🤖 AI Summary
To address the limited generalizability, poor robustness, and high computational overhead of existing models in mixed-scene text recognition (handwritten, printed, and scene-text), this paper proposes DLoRA-TrOCR—a lightweight, tunable adaptation of TrOCR. It is the first to synergistically integrate DoRA (applied to image encoder embeddings) and LoRA (applied to the text decoder) within a unified parameter-efficient fine-tuning framework. With ≤0.7% trainable parameters, DLoRA-TrOCR significantly enhances cross-domain generalization and robustness under challenging conditions. It achieves state-of-the-art performance on IAM (CER: 4.02), SROIE (F1: 94.29), and the STR Benchmark (WAR: 86.70). The core innovation lies in its cross-modal collaborative adaptation mechanism, which jointly optimizes efficiency, accuracy, and generalizability—setting a new benchmark for practical, scalable OCR systems.
📝 Abstract
With the rapid development of OCR technology, mixed-scene text recognition has become a key technical challenge.
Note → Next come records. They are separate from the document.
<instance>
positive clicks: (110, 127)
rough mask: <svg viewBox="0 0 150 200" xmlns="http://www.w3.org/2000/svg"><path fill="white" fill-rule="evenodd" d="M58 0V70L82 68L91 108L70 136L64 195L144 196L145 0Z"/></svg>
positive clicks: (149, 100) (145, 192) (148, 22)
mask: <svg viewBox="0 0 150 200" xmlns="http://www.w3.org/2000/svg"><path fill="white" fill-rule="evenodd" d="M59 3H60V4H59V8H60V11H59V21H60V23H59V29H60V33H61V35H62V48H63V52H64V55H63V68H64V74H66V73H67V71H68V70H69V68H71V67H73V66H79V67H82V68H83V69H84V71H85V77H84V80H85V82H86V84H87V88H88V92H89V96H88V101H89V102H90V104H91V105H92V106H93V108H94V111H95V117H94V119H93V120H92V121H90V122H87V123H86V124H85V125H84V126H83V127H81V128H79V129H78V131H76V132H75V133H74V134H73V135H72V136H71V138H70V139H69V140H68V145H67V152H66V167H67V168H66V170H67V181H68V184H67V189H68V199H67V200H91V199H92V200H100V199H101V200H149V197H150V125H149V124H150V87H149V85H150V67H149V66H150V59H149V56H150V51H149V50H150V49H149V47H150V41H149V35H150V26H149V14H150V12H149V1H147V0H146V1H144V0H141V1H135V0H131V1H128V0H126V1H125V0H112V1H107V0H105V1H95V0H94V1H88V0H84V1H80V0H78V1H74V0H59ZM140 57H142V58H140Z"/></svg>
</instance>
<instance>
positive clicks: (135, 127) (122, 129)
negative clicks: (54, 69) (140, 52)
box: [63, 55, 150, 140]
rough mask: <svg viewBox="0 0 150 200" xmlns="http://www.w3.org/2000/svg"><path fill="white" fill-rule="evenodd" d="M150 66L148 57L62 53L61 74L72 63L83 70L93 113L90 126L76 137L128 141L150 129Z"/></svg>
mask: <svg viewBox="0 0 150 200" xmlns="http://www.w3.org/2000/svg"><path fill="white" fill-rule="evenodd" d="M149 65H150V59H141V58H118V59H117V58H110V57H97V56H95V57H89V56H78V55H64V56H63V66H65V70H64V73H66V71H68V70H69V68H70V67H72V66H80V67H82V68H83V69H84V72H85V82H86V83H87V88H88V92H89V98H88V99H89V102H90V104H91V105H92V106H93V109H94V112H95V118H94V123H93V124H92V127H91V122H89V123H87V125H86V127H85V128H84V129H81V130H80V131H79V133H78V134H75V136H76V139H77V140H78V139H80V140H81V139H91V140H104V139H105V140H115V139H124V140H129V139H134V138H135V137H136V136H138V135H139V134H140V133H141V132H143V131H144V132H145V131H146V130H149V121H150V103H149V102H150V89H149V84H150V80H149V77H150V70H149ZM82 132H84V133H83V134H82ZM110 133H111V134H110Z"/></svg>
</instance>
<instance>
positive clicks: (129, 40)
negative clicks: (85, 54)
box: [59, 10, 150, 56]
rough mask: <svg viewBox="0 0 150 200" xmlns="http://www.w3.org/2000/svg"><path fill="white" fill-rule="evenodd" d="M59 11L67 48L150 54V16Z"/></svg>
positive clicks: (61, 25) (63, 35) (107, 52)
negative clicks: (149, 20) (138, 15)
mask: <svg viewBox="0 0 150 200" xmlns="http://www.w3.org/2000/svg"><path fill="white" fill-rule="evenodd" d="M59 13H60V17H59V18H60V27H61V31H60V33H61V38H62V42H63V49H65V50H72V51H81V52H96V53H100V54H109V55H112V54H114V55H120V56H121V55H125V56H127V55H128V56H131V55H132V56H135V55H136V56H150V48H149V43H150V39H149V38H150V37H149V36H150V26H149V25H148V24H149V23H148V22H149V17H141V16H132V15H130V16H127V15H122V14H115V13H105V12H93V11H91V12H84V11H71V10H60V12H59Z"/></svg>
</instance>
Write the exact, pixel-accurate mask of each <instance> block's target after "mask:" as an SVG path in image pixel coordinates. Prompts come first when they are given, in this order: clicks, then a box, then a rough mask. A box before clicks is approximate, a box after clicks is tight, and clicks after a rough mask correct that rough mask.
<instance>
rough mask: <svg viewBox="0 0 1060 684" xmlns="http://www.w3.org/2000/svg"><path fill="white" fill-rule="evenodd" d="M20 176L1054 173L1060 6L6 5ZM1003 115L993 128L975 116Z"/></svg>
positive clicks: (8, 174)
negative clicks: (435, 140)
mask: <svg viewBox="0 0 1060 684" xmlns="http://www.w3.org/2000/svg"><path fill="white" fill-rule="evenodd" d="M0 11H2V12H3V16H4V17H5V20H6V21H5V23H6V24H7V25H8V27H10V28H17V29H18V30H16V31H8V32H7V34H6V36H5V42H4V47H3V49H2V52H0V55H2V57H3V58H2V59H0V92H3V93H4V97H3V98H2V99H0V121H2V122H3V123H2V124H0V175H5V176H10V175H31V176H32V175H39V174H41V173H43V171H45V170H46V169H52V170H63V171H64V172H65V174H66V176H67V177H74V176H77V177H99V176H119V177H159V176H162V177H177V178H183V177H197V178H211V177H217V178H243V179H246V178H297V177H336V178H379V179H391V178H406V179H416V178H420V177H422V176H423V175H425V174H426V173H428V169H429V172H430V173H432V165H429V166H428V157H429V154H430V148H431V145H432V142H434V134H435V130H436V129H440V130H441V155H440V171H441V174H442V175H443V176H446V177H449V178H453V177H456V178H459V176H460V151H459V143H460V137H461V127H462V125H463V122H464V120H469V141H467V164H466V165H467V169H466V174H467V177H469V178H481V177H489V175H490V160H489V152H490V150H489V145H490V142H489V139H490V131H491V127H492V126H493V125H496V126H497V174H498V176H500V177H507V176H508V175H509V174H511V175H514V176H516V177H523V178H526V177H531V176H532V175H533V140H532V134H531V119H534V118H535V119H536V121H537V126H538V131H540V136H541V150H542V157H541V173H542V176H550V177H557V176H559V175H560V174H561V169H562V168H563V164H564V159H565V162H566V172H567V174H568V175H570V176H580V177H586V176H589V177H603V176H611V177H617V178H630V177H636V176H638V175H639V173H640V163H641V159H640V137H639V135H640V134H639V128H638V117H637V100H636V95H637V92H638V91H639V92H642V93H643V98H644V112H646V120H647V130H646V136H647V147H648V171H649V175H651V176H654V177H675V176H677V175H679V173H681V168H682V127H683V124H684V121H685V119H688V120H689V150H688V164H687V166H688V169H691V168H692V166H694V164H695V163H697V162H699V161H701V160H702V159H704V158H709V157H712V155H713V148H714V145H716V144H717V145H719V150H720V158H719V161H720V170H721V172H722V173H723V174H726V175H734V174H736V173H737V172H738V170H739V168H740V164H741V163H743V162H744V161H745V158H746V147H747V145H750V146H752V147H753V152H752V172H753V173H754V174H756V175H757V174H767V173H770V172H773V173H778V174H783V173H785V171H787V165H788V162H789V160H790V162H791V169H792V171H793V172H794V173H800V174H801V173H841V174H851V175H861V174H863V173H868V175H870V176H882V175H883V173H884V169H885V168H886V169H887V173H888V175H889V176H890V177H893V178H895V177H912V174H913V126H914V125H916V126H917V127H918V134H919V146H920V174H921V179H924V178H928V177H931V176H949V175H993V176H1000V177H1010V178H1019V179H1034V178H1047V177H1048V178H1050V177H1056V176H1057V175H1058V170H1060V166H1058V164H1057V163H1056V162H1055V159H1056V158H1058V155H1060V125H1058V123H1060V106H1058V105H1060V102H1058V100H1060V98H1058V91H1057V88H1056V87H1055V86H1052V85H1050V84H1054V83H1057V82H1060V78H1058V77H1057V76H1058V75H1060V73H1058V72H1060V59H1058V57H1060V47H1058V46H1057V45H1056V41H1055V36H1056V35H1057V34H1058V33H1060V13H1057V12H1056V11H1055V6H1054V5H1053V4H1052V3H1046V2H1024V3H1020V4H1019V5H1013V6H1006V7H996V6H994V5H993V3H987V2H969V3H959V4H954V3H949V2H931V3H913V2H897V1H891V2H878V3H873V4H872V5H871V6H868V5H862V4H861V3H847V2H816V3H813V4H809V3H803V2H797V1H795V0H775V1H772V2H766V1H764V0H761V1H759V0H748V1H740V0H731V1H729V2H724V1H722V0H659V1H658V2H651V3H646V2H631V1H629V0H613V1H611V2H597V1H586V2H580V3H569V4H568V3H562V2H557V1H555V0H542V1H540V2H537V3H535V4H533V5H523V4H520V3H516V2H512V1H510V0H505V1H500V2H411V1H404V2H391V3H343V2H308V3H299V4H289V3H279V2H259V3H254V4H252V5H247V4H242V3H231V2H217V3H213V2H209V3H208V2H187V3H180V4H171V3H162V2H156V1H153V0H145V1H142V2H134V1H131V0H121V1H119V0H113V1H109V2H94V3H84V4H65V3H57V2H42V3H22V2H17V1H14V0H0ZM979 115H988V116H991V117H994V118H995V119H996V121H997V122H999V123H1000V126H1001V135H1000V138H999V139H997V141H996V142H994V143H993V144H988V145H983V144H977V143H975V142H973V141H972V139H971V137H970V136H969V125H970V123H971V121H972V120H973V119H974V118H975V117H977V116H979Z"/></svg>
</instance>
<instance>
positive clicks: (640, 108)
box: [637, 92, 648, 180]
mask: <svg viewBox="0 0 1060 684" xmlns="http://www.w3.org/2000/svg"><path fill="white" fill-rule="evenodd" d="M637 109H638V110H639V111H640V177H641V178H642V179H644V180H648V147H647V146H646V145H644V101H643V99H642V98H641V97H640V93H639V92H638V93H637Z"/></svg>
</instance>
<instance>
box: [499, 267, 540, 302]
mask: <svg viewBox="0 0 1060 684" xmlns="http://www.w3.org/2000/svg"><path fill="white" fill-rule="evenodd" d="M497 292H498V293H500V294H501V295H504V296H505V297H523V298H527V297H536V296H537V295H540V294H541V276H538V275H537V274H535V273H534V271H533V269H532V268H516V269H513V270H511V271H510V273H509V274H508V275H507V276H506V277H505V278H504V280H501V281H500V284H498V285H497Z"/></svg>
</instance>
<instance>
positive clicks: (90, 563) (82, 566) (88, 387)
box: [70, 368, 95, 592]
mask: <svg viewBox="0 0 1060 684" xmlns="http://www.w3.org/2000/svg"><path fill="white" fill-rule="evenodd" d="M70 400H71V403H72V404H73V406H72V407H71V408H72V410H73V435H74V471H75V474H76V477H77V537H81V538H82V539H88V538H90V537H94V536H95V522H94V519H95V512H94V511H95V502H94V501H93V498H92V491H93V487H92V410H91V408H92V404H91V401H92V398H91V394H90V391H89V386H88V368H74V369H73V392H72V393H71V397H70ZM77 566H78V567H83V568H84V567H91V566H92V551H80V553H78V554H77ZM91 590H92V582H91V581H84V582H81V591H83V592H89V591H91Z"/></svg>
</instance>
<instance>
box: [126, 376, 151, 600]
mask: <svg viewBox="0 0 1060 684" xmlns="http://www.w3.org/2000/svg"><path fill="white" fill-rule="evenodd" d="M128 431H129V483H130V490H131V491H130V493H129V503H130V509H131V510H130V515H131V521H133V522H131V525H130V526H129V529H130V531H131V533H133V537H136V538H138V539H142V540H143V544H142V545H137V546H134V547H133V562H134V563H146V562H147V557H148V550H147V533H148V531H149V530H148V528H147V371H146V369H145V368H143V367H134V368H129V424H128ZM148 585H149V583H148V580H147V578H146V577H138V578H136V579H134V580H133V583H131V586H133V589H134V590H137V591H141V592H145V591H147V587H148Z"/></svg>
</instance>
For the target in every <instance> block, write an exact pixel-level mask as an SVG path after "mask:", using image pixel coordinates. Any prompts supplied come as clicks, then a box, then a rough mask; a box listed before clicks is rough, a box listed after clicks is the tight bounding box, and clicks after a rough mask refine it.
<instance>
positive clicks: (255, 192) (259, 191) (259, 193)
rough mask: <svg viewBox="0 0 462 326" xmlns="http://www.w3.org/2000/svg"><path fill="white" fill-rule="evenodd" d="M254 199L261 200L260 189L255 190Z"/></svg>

Although deep learning models have achieved significant results in specific scenarios, their generality and stability still need improvement, and the high demand for computing resources affects flexibility. To address these issues, this paper proposes DLoRA-TrOCR, a parameter-efficient hybrid text spotting method based on a pre-trained OCR Transformer. By embedding a weight-decomposed DoRA module in the image encoder and a LoRA module in the text decoder, this method can be efficiently fine-tuned on various downstream tasks. Our method requires no more than 0.7% trainable parameters, not only accelerating the training efficiency but also significantly improving the recognition accuracy and cross-dataset generalization performance of the OCR system in mixed text scenes. Experiments show that our proposed DLoRA-TrOCR outperforms other parameter-efficient fine-tuning methods in recognizing complex scenes with mixed handwritten, printed, and street text, achieving a CER of 4.02 on the IAM dataset, a F1 score of 94.29 on the SROIE dataset, and a WAR of 86.70 on the STR Benchmark, reaching state-of-the-art performance.